When the final notes of the performance ended, and each of the players had dramatically made their exit from the stage, Nathan Johnson gathered the players about him, offering the disappointingly simple "Good job guys. That was fun." With that end cap, the band members either returned to the stage to gather their instruments, or blended anonymously back into the audience to visit with congratulatory friends and family. I returned to the darkened corners with Scrabble and awaited the headliner.

Over the last few months I've become an evangelist for Brooklyn's Say Hi To Your Mom. This bedroom project of Eric Elbogen is simultaneously smart, cuddly, sincere, and playful, a rare combination in the polarized lap pop genre that typically wallows in it's own isolation or banally bounces forward with electronic beats. While SHTYM has played Boston three or four times in the last year, each time I was elsewhere or committed to other tasks. And, initially, I thought I was going to miss this show as well due to a double booking. Fortunately things came together and I was able to see the band that I've so thoroughly enjoyed for the last year. At least it should have been fortunately.

SHTYM came to Boston on the last date of a five-week tour – a tour that had obviously taken its toll on Elbogen. He was visibly tired. Actually, he was visibly beat.

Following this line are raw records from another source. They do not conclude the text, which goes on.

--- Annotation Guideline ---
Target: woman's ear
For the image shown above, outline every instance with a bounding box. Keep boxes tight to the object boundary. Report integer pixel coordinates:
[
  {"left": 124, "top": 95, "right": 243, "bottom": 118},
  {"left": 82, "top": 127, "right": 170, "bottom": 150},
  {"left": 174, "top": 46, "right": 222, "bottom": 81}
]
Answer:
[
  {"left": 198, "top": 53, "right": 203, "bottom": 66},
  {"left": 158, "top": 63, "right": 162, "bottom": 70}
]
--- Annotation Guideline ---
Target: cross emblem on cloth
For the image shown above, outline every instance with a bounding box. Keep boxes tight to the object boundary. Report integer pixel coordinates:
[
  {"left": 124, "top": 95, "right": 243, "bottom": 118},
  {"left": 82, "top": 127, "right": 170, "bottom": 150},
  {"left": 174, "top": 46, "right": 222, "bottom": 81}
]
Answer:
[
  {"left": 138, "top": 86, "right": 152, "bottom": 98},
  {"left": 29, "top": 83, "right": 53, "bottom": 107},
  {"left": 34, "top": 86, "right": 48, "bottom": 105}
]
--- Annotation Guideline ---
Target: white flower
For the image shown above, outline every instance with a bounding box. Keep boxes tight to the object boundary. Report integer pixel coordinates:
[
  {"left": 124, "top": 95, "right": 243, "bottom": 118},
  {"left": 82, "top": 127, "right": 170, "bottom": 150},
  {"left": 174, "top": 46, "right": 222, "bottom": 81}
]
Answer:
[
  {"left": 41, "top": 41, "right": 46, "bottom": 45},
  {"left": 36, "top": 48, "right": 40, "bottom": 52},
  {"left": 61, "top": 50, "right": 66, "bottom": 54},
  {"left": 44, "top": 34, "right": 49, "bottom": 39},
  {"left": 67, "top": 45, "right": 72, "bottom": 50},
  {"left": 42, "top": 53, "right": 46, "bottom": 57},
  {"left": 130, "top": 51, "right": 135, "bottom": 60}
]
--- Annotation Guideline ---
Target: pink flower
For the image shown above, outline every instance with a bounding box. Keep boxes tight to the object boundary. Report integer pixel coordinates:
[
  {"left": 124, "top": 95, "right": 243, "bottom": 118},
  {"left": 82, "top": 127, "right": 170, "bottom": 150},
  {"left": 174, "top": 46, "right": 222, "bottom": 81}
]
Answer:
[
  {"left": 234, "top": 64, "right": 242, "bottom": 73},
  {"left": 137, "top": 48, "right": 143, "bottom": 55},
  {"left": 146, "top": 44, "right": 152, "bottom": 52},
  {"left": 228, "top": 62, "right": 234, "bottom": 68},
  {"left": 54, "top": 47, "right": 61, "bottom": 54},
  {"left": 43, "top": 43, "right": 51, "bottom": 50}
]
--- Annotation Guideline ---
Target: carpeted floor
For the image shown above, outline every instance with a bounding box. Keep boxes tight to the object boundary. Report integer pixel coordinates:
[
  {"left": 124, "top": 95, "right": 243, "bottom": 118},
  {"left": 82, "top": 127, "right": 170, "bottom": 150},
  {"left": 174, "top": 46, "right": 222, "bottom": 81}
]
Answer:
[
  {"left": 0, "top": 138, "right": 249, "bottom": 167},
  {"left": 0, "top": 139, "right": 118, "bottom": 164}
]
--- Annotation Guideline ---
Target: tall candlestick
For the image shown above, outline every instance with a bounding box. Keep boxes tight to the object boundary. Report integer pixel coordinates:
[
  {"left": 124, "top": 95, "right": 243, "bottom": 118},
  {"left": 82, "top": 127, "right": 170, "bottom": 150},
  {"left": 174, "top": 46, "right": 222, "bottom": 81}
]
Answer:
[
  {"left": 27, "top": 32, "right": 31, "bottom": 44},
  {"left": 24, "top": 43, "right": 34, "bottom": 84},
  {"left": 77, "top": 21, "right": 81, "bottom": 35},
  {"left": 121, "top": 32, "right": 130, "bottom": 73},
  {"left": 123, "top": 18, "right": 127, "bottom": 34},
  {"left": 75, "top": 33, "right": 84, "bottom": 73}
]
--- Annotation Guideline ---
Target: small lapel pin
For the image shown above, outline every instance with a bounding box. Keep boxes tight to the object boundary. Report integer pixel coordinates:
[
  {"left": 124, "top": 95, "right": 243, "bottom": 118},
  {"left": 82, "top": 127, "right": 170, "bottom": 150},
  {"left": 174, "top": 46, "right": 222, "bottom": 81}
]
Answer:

His langour was exasperated by the spectacle of The Cinematic Underground's live performance. Elbogen recognized the disparity and wryly commented that he was jealous of The Cinematic Underground's lights and fog machines. While panning searchlights may have added excitement to the earlier set, they probably would have only overshadowed the deflated Elbogen.

The touring version of SHTYM consisted of Elbogen on vocals and guitar, augmented by Darren Will on bass and synthesizer, and an unknown drummer. The band began the set with "Pop Music of the Future" from last year's Numbers & Mumbles. The song's brilliant lyrics tell the story of a gal ditching her rock band and guitar and finding her way to a drum machine and a whole new way of making music. The obvious autobiographical elements make "Pop Music of the Future" SHTYM's unofficial theme song. Unfortunately the album's delicate way of telling of the story was lost in the live setting. Drums pounded out a steady beat when only a shaker should have been present. The synthesizer lines were lost under a booming guitar that should have been softly picked arpeggios. SHTYM is a band for headphone fanatics, and those fans have memorized each dynamic of Elbogen's carefully constructed compositions. Hearing each song rearranged for a live setting, for live musicians, for a rock stage was disconcerting at best, and more aptly disappointing.

The rest of the set continued much the same, with five songs from the new album, four from the last, and one ("Laundry") from the first. Each song was rearranged and mutated for the live setting, each done with varying results. The band closed with "Recurring Motifs in Historical Flirtings," and again I was a bit miffed by the arrangement. The cold electronic elements of the album version were warmed substantially, while the removed, hushed vocal delivery of the album version was rounded and substantially more rock. Although the set list indicated a possible encore of "Blizzard" from the first album, the audience never called for an encore, and the band happily obliged them by not playing it.

If I was disappointed in the live version of Say Hi To Your Mom, I was happily surprised with the live version of Eric Elbogen. Throughout the set his banter was entertaining, demonstrating a very quick, laconic, dry wit. Furthermore I was sure Elbogen would be an unapproachable hipster, but instead he was grounded, likable, and thoroughly human. After the show I had a chance to talk to Elbogen, and as expected, he confessed he was only thinking of returning to Brooklyn and sleeping in his own bed for the first time in months. As I was thinking the same thing, I thanked him, retrieved my hat and gloves, and headed out the door towards my own bed.